WZOM
- Defiance, Ohio; United States;
- Frequency: 105.7 MHz
- Branding: 105.7 The Bull

Programming
- Format: Country music
- Affiliations: Premiere Networks

Ownership
- Owner: iHeartMedia; (iHM Licenses, LLC);
- Sister stations: WONW, WDFM, WNDH

History
- First air date: August 25, 1989; 36 years ago

Technical information
- Licensing authority: FCC
- Facility ID: 40711
- Class: A
- ERP: 6,000 watts
- HAAT: 100 meters (330 ft)
- Transmitter coordinates: 41°13′23″N 84°22′36″W﻿ / ﻿41.22306°N 84.37667°W

Links
- Public license information: Public file; LMS;
- Webcast: Listen live (via iHeartRadio)
- Website: www.1057thebull.com

= WZOM =

WZOM (105.7 FM) is a radio station broadcasting a country music format. Licensed to Defiance, Ohio, United States, the station is currently owned by iHeartMedia. In February 2002, the station changed from an Oldies format to the current country music format.

==History==
WZOM signed on the air on August 25, 1989. Its first official programming was a high school football game between Defiance High School and Napoleon High School. The game featured the return of local sports announcer Marv Sebring. Sebring was known for a colorful call of local sports and he had an amazing memory for local sports history.

For the next two days the station ran a tape loop of three oldies, three country and three random songs asking residents to vote for their favorite format. The oldies format was a fan favorite with a three to one margin over other choices. At 6AM on Monday August 28, 1989, the Zoomer kicked off with a "Classic Rock 40" oldies format. The original staff members were Rich Gates, Bob James, Andie Germann as the morning team, Rich Vargo afternoons, Larry Miller in the evenings. Also included in that mix was Jack Goldblatt(Daniels). The remainder of the day was basically music from a syndicated music source but the station was so well programmed that community members would want to visit the on-air personalities that were from Dallas Texas. The transitions were seamless.
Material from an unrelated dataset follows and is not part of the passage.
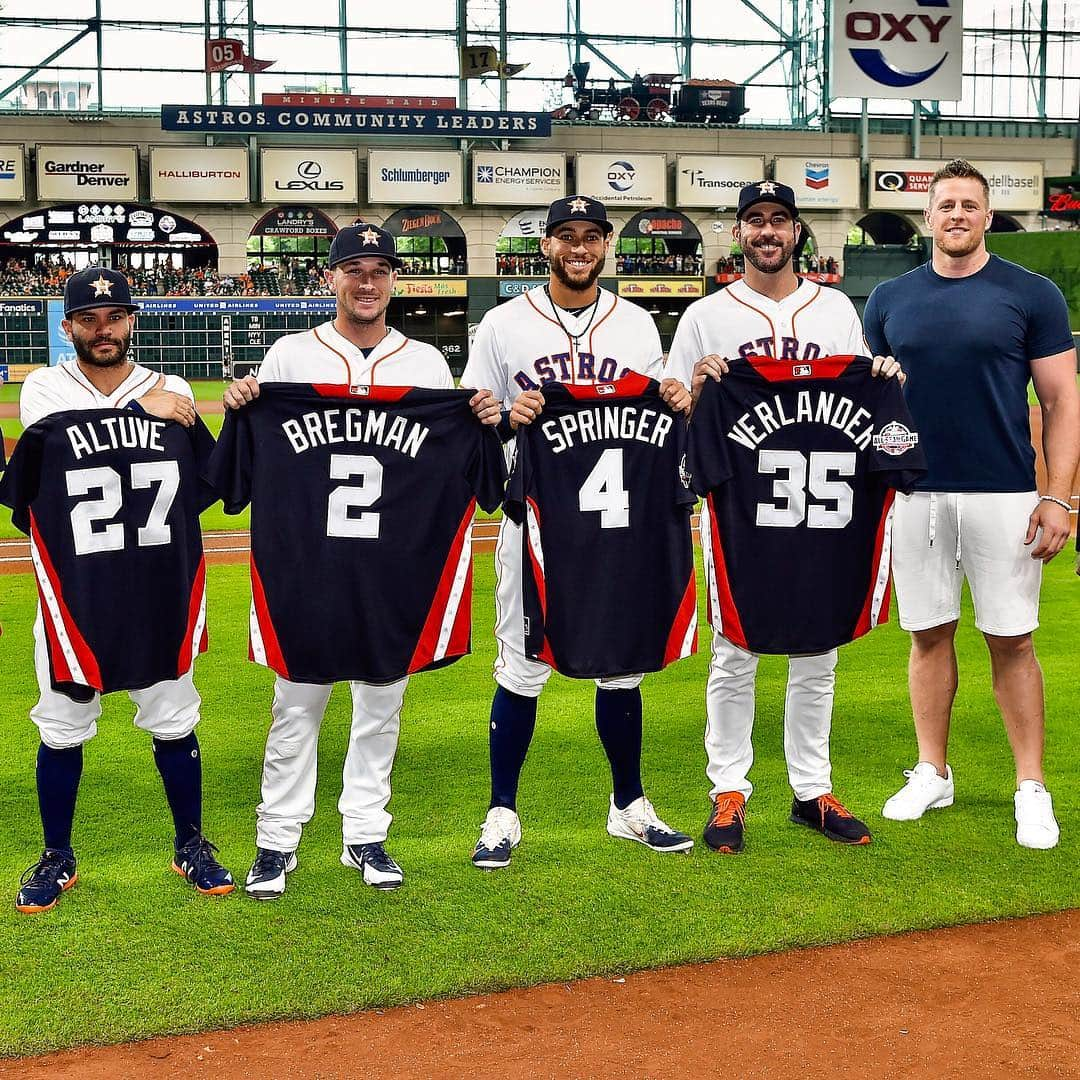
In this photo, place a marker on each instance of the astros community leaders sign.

The first owner of the station was James Phillips a local insurance man and small town, part-time polka announcer. The corporate name was The Great Wireless Talking Machine, inc. Phillips had hopes of bringing polka music to the air in Defiance. His consultant Chris Cage (WBNS, WBYR) recommended hiring Robert Krouse as general manager. Krouse decided on the oldies format from the start since no local station was programming the format at that time.

Krouse left the station in July 1991 at that time Phillips added talk to part of the programming and within a year sold the station in a distress sale to Richard McBroom owner of WNDH and WONW. Later in 1993 the station was sold to Clear Channel Communications.